Inconsistency in the use of Stop method regarding previous informations

Inconsistency in the use of Stop method regarding previous informations

par Bastien Wermeille,
Nombre de réponses : 4

Hello,

I asked during the first part of the project if we needed to be able to stop a gossiper and restart it later with the run command.

The answer at that time was no. However, it seems to me that one test of hw2 is based on this behavior, see TestGossiper_Crash_Recovery.

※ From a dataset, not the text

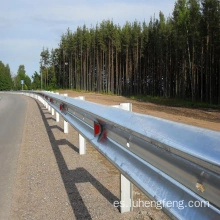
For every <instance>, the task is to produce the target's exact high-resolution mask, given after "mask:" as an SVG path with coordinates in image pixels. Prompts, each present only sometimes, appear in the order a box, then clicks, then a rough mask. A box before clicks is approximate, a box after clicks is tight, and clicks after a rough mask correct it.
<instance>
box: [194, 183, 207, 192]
mask: <svg viewBox="0 0 220 220" xmlns="http://www.w3.org/2000/svg"><path fill="white" fill-rule="evenodd" d="M196 188H197V189H198V190H199V191H201V192H202V193H203V192H204V191H205V188H204V186H203V185H202V184H201V183H198V182H197V183H196Z"/></svg>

So I assume we have to change our implementation such as to be able to support this feature and be able to restart the gossiper on the exact same address, is it correct ?

Best regards,

Bastien Wermeille

En réponse à Bastien Wermeille

Re: Inconsistency in the use of Stop method regarding previous informations

par Kirill Nikitin,

Hi,

As you can see in TestGossiper_Crash_Recovery (we have updated the test in the latest push to make it more clear), the only thing we check in it is that your gossiper can re-index previously shared & downloaded files. We specify this state survival requirement on page 6 of the handouts.

Other properties, such as the address or the routing table, do not need to persist. So you can think of it as a completely new gossiper that needs to re-index the state of shared files.

Kirill

En réponse à Kirill Nikitin

Re: Inconsistency in the use of Stop method regarding previous informations

par Elie Daou,

Does this include crash recovery of half-downloaded files? So if a gossiper crashes mid-download with an incomplete number of chunks of a file, are we expected to recover from that?

En réponse à Elie Daou

Re: Inconsistency in the use of Stop method regarding previous informations

par Kirill Nikitin,

If your gossiper crashes mid-download, you should have the file indexed (so it is available for search) and know which chunks are present when the gossiper restarts. Essentially, this means that you should index the file and save the information about it in a persistent storage as soon as you obtain its metafile (because at this stage you have all the necessary knowledge). That being said, I do not think that we have any tests that specifically check this behavior.

In terms of download itself, you do not need to resume it after the crash. Assume that it is a one-time command.

Let me know if anything is still unclear.

Kirill